“If I am captured I will continue to resist by all means available. I will make every effort to escape and aid others to escape. I will accept neither parole nor special favors from the enemy.”
– Code of the United States Fighting Force
As anyone who has seen The Great Escape knows, it is the duty of every prisoner of war to make life as uncomfortable as possible for the enemy, even while in captivity. Many stories of heroism in the Second World War were written by those who resisted in the most spectacular fashion possible or in the smallest of ways that they could manage: whether by constantly trying to escape and thus diverting attention towards themselves, or simply by getting on the guards nerves as much as they could to slowly sap at morale.
In ancient times, those captured in battle could expect to find themselves either summarily executed or sold into a life of slavery, but as the years went by, their rights improved. The status of prisoners of war over the years changed drastically when an accepted set of rules regarding their treatment was created at the Peace of Westphalia in 1648, called to end the Thirty Years’ War in Europe. While the major powers of Europe agreed to treat each other’s captured well, the first camp was not built until 1797, nearly 150 years later, and the idea of exchanging each other’s prisoners did not occur until even after that.
There was always a give and take between factions on the issue: soldiers were meant to keep fighting in any way they could and not simply sit in captivity waiting to be freed when the war ended, while guards were not meant to overly harm prisoners, even when they were clearly fighting back against their guards. It was an impasse that would see little resolution. The Geneva Conventions on the rights of Prisoners of War were agreed in 1929 – confusingly, there are three Geneva Conventions, the one that most people have heard of being the 1949 nuclear non-proliferation Convention and not the Convention concerning the rules of war. The 1929 convention made it illegal to torture prisoners, gave them the right to packages and letters home, ensured decent food and work, disavowed slave labour and allowed them not to disclose any information that they did not want to.

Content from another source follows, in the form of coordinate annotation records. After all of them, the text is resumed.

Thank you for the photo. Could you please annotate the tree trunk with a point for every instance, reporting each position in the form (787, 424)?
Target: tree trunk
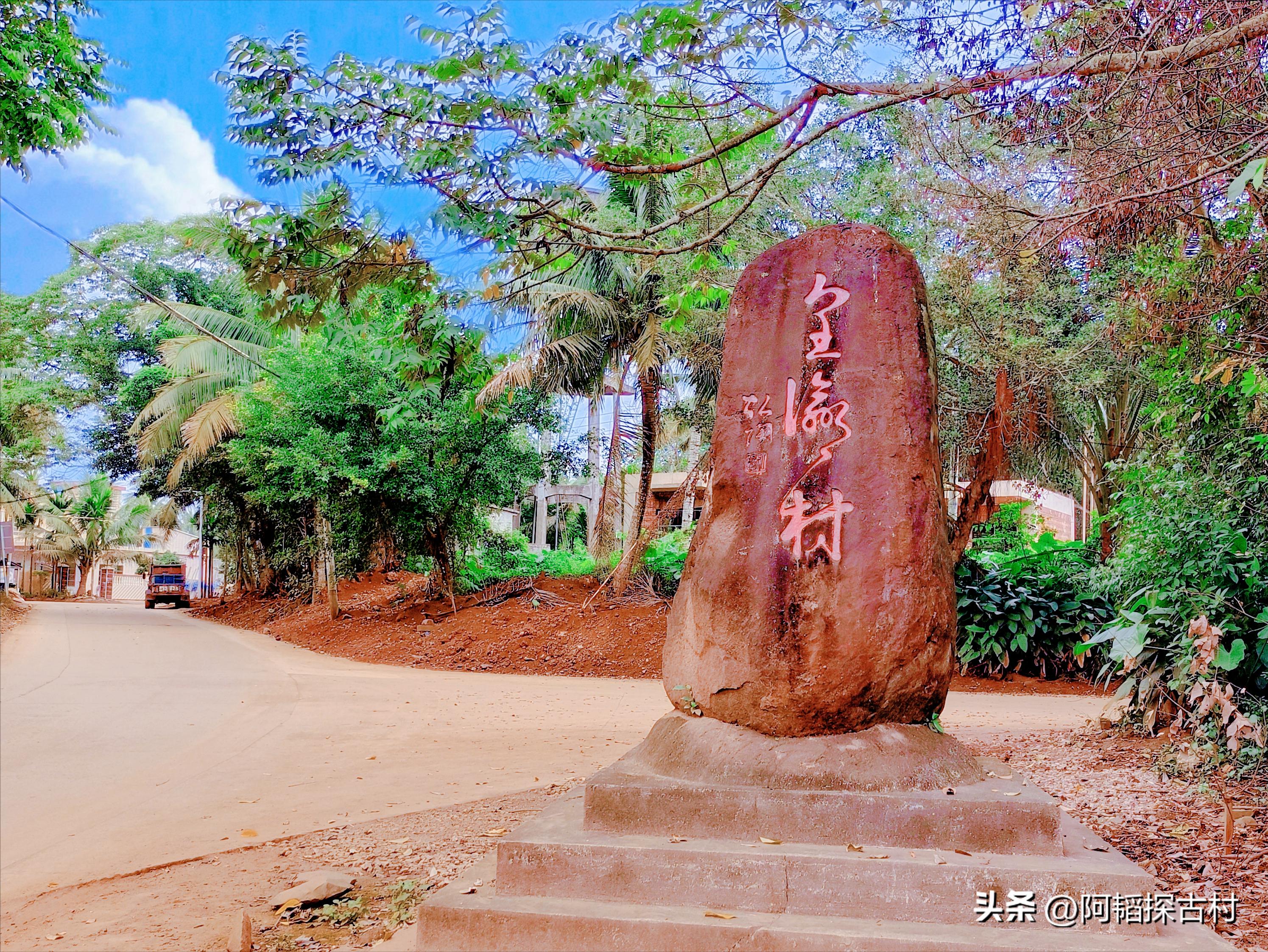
(327, 552)
(634, 554)
(650, 388)
(609, 500)
(986, 467)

Of course, when the Second World War started, plenty of this went out of the window. The Nazis and Soviets routinely flouted their obligations to each other’s prisoners: 57% of Soviet prisoners held by the Germans died, while 35.8% of Germans held by the Soviets did too. The British and Americans fared much better, with death rates of around 3% if they were captured by Germans, while Germans captured by Brits and Americans died at a rate of less than 1%. The Geneva Convention of 1929, however, was never ratified by Japan. Almost a third of those captured in the Pacific perished, and it would be a trend that continued in the region well after the war had ended.